Mesdames, Messieurs,

34 milliards d’euros de subventions sont accordées chaque année par l’État et les collectivités locales à 250 000 associations (Action sociale des administrations, festivals culturels, clubs sportifs, défense des minorités, parmi d’autres). L’État, selon le centre d’économie de la Sorbonne, distribue 22,5 % de cette somme, les communes 26 %, les départements 22,5 %, les régions 11 %, les organismes sociaux et l’Europe 18 %. Les subventions varient en dotation : l’Académie de billard de Palavas-les-Flots toucherait 2 000 euros de subventions tandis que l’Association nationale de formation professionnelle des adultes (Afpa) recevrait près de 226 millions d’euros de l’État. « Une aberration juridique », précise Viviane Tchernonog, chercheuse au CNRS spécialisée en associations. Elle rajoute : « si 80 % des associations ne reçoivent aucune subvention, seulement 7 % des associations reçoivent 70 % des subventions publiques ».

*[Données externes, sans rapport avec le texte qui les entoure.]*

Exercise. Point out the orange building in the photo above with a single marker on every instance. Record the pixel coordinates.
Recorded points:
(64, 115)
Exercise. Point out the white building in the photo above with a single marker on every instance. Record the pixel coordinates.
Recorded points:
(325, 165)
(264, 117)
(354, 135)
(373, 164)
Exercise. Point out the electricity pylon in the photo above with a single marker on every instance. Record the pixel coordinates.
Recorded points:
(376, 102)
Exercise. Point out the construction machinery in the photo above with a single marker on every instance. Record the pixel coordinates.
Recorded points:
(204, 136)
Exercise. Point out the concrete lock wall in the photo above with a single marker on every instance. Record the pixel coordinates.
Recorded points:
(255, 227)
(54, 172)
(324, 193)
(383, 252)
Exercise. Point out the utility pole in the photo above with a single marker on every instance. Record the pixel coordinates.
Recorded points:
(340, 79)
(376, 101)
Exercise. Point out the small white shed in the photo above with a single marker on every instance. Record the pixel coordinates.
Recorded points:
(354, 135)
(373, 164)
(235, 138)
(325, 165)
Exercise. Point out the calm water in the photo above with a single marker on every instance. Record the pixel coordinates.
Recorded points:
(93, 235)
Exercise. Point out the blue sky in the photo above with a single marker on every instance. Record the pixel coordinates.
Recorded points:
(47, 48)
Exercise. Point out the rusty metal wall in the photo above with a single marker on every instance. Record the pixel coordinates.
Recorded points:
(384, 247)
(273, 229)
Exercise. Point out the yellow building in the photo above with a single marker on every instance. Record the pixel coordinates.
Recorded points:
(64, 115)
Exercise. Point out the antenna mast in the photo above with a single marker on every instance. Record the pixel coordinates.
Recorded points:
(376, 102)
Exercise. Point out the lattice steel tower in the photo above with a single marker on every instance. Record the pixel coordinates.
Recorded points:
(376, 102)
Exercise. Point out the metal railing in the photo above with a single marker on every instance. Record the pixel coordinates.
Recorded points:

Et selon une enquête du CNRS, ces subventions publiques, uniquement, à l’exclusion des financements contractuels, des ventes de prestations ou prix de journées provenant d’organismes publics classés dans la catégorie recettes d’activité, seraient la source de 20 % du budget des associations sans salariés, et de près de 40 % du budget des associations employeurs.

La publication des comptes annuels et du rapport du commissaire aux comptes est obligatoire pour les associations et les fondations, lorsque le montant total des dons et/ou des subventions au cours de l’exercice comptable atteint 153 000 €. La publication des comptes annuels des fonds de dotation est également obligatoire. Ainsi, chaque compte annuel doit être composé d’un bilan, d’un compte de résultat et d’une annexe. La transmission se fait par voie électronique à la direction des Journaux Officiels, « dans les trois mois à compter de l’approbation des comptes par l’organe délibérant statutaire. Ces documents sont publiés sous forme électronique par la direction des Journaux Officiels, dans des conditions de nature à garantir leur authenticité et leur accessibilité gratuite » au public selon l’article 1 du décret n° 2009-540 du 14 mai 2009 portant sur les obligations des associations et des fondations relatives à la publicité de leurs comptes annuels. Ce décret est codifié à l’article 612-4 du code de commerce.

Pour tout intéressé, et à condition de savoir conduire une petite analyse financière, les documents comptables publiés par les associations doivent permettre de porter un jugement sur la qualité de la gestion (équilibre du compte de résultat, maîtrise des charges), sur l’évolution des recettes en regard de celles de l’activité (situation de sur-financement ou de sous-financement) et sur la solidité de la structure financière (solvabilité, endettement, trésorerie).

Cet impératif n’est donc pas sans utilité : d’une part, pour un contrôle citoyen de l’utilisation des fonds publics alloués aux associations loi 1901 ; d’autre part, pour une légitimité future des associations lors de la revendication répétée desdites subventions.

Or, depuis l’entrée en vigueur du décret, la transparence financière des associations concernées n’a jamais été respectée.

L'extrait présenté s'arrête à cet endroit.